8.     Build a Talent Community and Tap into Passive Candidates

A talent community refers to those candidates who have displayed interest in your company and perhaps even attended interviews at your company. However, for some reason, they weren’t a good fit for the vacant positions at that time.

Instead of driving these candidates away, never to be seen again, you can stay in contact with them. You can tap into this pool of passive candidates when a more appropriate role opens up by letting them be the first ones to know.

In case you have some excellent candidates in your talent pool whom you want to encourage for an interview, you could send them email invites.

It’s crucial to remember that whatever be your company’s size, you can’t always have open roles for the top talent. But it shouldn’t mean you lose out on elite talent.

You need to find ways to keep in touch with them so that when the right time arrives, you can entice them into interviewing with your company and get hired.

Encouraging these candidates to sign up for job alerts is a good way as it helps them be the first to know about open positions that fit their experience and interests. This way, your company can keep warm leads informed and within its talent community, thus ensuring it always has interested applicants in the pipeline.

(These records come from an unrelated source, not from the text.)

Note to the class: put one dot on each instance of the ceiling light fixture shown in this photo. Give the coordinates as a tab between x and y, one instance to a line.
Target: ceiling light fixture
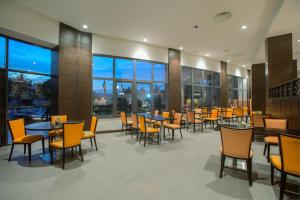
244	27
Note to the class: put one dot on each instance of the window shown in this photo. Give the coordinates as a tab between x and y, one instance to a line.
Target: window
26	57
159	96
103	97
159	72
124	97
102	67
143	71
29	95
143	97
124	69
2	51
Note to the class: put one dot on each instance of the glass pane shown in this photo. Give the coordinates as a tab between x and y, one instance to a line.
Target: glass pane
197	96
29	96
216	97
187	75
197	76
103	97
27	57
143	92
143	71
2	51
207	78
187	97
124	97
206	100
159	72
124	68
159	96
216	79
103	66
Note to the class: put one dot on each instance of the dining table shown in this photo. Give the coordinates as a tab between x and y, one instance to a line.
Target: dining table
43	128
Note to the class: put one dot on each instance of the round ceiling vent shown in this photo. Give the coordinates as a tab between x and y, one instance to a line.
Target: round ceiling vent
222	16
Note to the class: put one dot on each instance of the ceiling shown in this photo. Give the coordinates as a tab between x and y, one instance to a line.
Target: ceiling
170	23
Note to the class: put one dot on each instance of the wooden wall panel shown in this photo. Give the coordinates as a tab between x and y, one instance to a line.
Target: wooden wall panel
174	80
75	74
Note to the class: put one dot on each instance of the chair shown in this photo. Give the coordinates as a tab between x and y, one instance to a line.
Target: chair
127	124
288	162
214	117
175	125
147	131
273	140
18	134
237	144
91	134
191	120
72	133
229	115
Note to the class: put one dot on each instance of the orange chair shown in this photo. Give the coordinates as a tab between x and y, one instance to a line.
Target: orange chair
127	124
72	133
273	140
91	134
237	144
147	131
175	125
288	162
18	134
214	117
191	120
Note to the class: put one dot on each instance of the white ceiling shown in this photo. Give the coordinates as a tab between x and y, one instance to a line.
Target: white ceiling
170	23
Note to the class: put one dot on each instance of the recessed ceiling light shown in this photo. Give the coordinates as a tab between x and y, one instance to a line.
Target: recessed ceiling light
244	27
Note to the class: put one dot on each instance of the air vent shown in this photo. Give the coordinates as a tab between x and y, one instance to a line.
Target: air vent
222	16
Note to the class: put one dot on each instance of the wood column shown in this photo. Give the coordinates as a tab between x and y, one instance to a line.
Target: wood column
75	74
258	87
174	80
224	89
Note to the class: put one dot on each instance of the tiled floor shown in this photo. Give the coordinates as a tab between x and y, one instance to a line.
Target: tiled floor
185	168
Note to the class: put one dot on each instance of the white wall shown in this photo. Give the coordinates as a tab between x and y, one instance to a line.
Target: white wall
125	48
26	22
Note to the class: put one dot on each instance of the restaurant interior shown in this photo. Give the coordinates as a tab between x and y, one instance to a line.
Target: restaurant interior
169	99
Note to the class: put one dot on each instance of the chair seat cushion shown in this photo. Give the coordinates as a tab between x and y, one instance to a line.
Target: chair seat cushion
57	144
87	134
271	140
236	155
27	139
172	126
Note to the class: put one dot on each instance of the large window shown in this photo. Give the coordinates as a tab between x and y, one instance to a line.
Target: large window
200	87
129	85
2	51
27	57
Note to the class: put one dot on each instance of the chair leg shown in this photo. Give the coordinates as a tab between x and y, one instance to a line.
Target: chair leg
11	150
222	165
282	185
63	160
272	174
43	144
268	152
265	149
249	170
29	151
80	151
95	143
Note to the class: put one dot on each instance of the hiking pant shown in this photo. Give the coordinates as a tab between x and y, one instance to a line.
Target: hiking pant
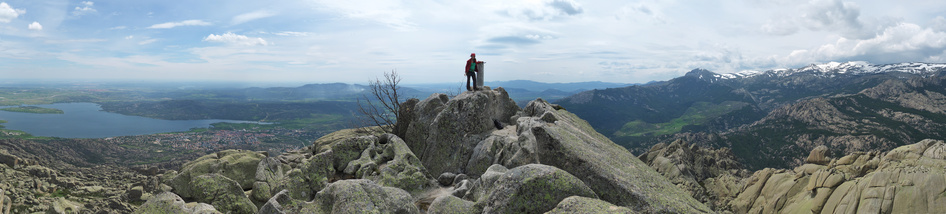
468	76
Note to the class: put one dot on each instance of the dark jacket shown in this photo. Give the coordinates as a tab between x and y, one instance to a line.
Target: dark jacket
469	63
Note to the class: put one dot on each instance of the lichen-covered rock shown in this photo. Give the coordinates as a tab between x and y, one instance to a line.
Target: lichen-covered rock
356	196
238	165
389	162
908	179
459	135
585	205
270	179
444	131
274	204
63	205
611	171
532	188
709	175
224	194
818	155
311	176
171	203
449	204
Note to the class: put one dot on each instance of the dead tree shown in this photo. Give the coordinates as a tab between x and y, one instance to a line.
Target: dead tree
381	105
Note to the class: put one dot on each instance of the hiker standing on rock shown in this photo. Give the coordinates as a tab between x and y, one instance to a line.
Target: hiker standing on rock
470	71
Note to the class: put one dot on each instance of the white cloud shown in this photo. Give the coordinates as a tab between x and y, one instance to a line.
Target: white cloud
246	17
901	43
168	25
508	35
35	26
545	10
385	12
8	13
642	11
235	39
291	33
780	27
938	24
148	41
84	8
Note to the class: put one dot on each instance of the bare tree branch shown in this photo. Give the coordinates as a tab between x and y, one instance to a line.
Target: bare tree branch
382	107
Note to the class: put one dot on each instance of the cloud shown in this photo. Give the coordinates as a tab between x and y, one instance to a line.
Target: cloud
900	43
246	17
148	41
7	13
168	25
642	11
834	15
501	36
35	26
84	8
291	33
386	12
781	27
235	39
938	24
545	10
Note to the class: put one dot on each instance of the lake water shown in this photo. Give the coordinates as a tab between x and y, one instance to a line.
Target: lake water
87	120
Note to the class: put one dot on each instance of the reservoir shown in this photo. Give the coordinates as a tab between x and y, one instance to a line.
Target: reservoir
87	120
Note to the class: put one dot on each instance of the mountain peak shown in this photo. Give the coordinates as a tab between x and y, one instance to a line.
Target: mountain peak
845	68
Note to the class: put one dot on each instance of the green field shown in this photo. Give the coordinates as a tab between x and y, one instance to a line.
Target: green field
33	109
698	114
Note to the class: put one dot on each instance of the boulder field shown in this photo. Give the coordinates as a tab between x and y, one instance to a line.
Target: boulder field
908	179
477	152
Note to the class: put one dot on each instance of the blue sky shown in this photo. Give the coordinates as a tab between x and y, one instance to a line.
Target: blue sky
428	41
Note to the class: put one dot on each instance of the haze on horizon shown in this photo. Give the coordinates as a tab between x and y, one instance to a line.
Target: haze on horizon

You could even allow interested candidates to sign up with your in-house talent pool by providing their name, email, phone number, and career of interest. This will help you deliver tailored emails to these professionals that are loaded with information on your company culture and open roles, as and when they crop up.  

9.     Don’t Shy Away from Social Media Recruiting

Though many companies scoff at social media recruiting, you shouldn’t join the bandwagon. Social media recruiting can indeed be an excellent way to make your company’s talent pool bigger. A 2021 CareerArc study revealed that 92% of employers use social networks (along with professional networks) to find talent.

For several companies, social has emerged as the go-to option for finding appropriate candidates. Though many companies used social media before, the pandemic increased their numbers significantly. You can post job openings on various social media platforms, say on LinkedIn, Twitter, or Facebook together with a direct link to fill out your application form.

This will help your job openings get noticed by even uninterested people, who may know people suited for the positions and pass the ad on. Sharing a new vacancy on your company’s social media page is another great way to let your employees and social media followers know about it.

These people can share the post with their networks, thus expanding its reach exponentially, thereby making it more likely for you to discover the perfect candidate.

You could even use social media to build and nurture a passive talent pool by making posts showing off your office premises, sharing the achievements of your current employees, and adding snippets of your workplace culture, among others.

From using an omnichannel messaging approach to leveraging videos for social engagement (such as video posts, Facebook Live videos, Instagram Reels, etc.), you can use several other ways to find the right talent for your company through various social media platforms.

Final Words

Winning the race to attract, hire, and retain top talent is going to be a lot tougher in 2022 than it was earlier. However, it doesn’t mean you should quit.

Instead, you should use effective, innovative, and even out-of-the-box recruitment strategies to get the right talent into the fold. We recommend you use the above strategies for speedy and successful hiring.

What else would you add to the list?